第3ゲームも開始から先行される苦戦が続いた。一歩詰めれば二歩離される。鋭いドライブを返せず、3-5から連続失点した。我慢の展開が続く中、2点を詰めて5-7。ここでタイムアウトを取り、仕切り直し。さらにタイミングをずらすショットで2点を連取、7-7ととらえた。次のポイントを狙ったところでチキータ。これがネットにかかってアウト。さらにドライブショットもオーバーとなり2点のビハインドとなった。この流れで押し込まれ、8-11で落とした。

第4ゲームも流れは変えられなかった。なすすべなく、2-11と一方的に敗れた。早田は「自分のコンディションが100パーセントでなかった。自分のプレーを発揮できなかった」と悔し涙を流した。

絶対女王の壁は高かった。何度もシミュレーションした難敵とは、2月の世界選手権団体戦決勝でも対戦。0-3と圧倒された。帰国後には「(他の中国勢と)全然違います。比べものにならないぐらい違う。ボールの軌道、捉え方、メンタルもそうですし、本当に桁違い。それが世界ランクに完全に表れている」と評したほどだった。

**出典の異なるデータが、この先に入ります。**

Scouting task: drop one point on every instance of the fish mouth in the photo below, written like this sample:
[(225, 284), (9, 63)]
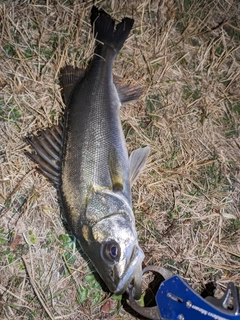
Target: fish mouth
[(133, 275)]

孫は最新の世界ランクのポイントで8100点。上位4人が中国勢だが、2位に2000点近くの差をつける。早田とは4500点差。近年の女子卓球界を引っ張ってきた。

その中でも前日1日の準々決勝後、日本のエースは「ベスト4に入れたのは、自分の中でうれしいことですが、自分自身がここを目指して頑張ってきたわけではない。本当に明日の勝負、明日勝つために3年間“チームひな”でやってきたので、殻を破れるように、壁を越えられるように頑張りたいです」と立ち向かった。

跳ね返された16度目の挑戦。気持ちを切り替え、3位決定戦で銅メダルを目指す。